Motivations for suicide attempts amongst psychiatric inpatients: Associations with risk factors and recent suicide attempt characteristics
Suzuki, T., Comtois K.A., Dickens, H., & Bagge, C.L.
Suicide is a major and preventable public health issue and research has identified several distal risk factors for determining individuals at risk for a suicide attempt. However, understanding imminent processes could enhance individualized safety plan formulations and interventions. Motivation for suicide attempt (MfSA) reflects why an individual engages in a specific attempt. Research indicates such motives can be organized into major factors, but consensus on the number, and their correlates, has not been reached. The sample consisted of 190 patients who attempted suicide within 24 hours of hospitalization and completed the MfSA within the Suicide Attempt-Self Injury Interview.

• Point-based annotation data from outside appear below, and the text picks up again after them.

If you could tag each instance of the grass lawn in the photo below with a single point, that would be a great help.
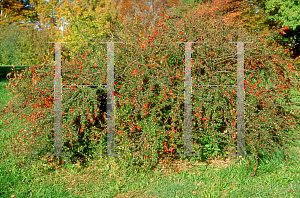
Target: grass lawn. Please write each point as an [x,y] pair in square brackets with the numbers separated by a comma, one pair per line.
[103,177]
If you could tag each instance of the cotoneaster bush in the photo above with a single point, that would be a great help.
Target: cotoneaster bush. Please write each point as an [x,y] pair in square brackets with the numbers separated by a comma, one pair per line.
[149,95]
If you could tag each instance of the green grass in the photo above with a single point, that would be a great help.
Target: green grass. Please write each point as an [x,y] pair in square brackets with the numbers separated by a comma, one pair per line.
[4,97]
[106,177]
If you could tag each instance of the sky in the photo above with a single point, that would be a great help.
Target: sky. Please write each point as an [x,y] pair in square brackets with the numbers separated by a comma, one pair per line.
[61,28]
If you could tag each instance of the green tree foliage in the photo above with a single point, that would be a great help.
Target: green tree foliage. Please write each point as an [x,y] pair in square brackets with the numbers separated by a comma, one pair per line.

Exploratory factor and correlational analyses were conducted to identify the factors that underlie MfSA. Regression analyses were conducted to examine the relations of MfSA factors to distal suicide risk factors and suicide-related attempt characteristics. Two underlying MfSA factors were identified. Interpersonal MfSA was associated with lower age and higher problematic alcohol use. Intrapersonal MfSA was related to having previous suicide attempts, more past year negative life events, and higher depressive symptoms. The modified MfSA is easy to administer, and its factors show unique associations with important suicide-related constructs. The results could inform safety planning procedures to prevent future death by suicide.